In other moments of the film, the Vári figure morphs and dissolves in and out of existing statuary, reinforcing the idea of a mythical guardian of the city, musing over what happens in the streets far beneath. Shot in black and white, the metropolis is a blend of three cities, Johannesburg, Brussels and New York, a cityscape of lit up skyscrapers with mine dumps sliding by in the background, "the new Jerusalem, the radiant city" presented in a series of shifting pans.
The insistent soundtrack includes the growling grind of heavy machinery overlaid by a womens' chorus singing a work composed by the mediaeval nun, Hildegard van Bingen, and at one point in the video, Latin text, which translates as The City of Gold, appears in the clouds and dissolves. Is this then, a romantic vision of Utopia?
Hardly. The heroic vision is tempered with a strong sense of irony. The artist describes it as "an impossible city, a fictitious metropolis, a metaphor for how we are, how we put together our own identities." When asked whether she regards Johannesburg, in particular, as her home, the artist replies: "It is so my home, so not my home. In a strange way, the foreigners who come to the city belong more than I do."
The question of identity, who belongs where, and what this entails, has other ramifications for the artist, who has also said that it is harder for her to show work in South Africa than elsewhere - "on foreign soil one always slips into exoticism."

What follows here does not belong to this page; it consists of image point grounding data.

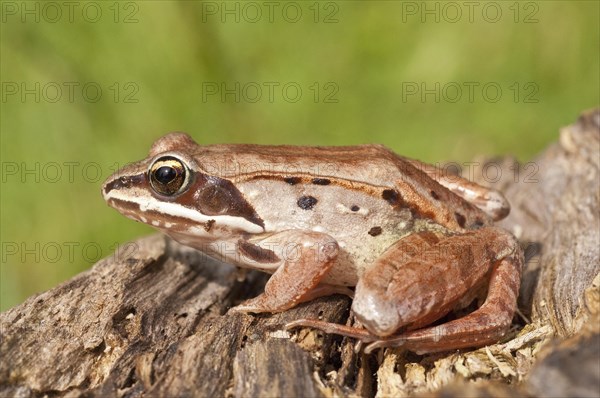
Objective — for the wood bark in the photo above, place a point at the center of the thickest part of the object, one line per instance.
(152, 319)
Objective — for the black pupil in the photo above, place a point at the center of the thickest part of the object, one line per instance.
(165, 174)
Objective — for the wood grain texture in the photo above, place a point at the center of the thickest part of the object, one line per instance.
(152, 320)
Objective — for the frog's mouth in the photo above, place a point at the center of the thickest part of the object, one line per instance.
(129, 196)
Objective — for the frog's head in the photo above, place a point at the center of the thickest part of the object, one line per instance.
(171, 192)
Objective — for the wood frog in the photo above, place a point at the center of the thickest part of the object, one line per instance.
(415, 242)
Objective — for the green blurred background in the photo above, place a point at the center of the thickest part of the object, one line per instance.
(163, 65)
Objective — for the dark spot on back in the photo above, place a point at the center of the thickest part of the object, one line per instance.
(321, 181)
(460, 219)
(307, 202)
(391, 196)
(208, 225)
(257, 253)
(375, 231)
(292, 180)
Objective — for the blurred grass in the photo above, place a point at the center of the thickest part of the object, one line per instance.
(60, 226)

Vári's artistic practice has always been to insert herself into difficult moments, into other identities, into making herself a tabula rasa for a chosen web of ideas. Although her work has always been highly engaged and engaging, with The Calling, Vári has reached a new level of accomplishment, both in concept and in form. And whereas earlier work was tied distinctly to a South African context, this latest piece is timeless and universal, an instant classic. The video is accompanied by three fine elongated black and white stills in a series entitled Sentinal, which encapsulate the themes of the piece.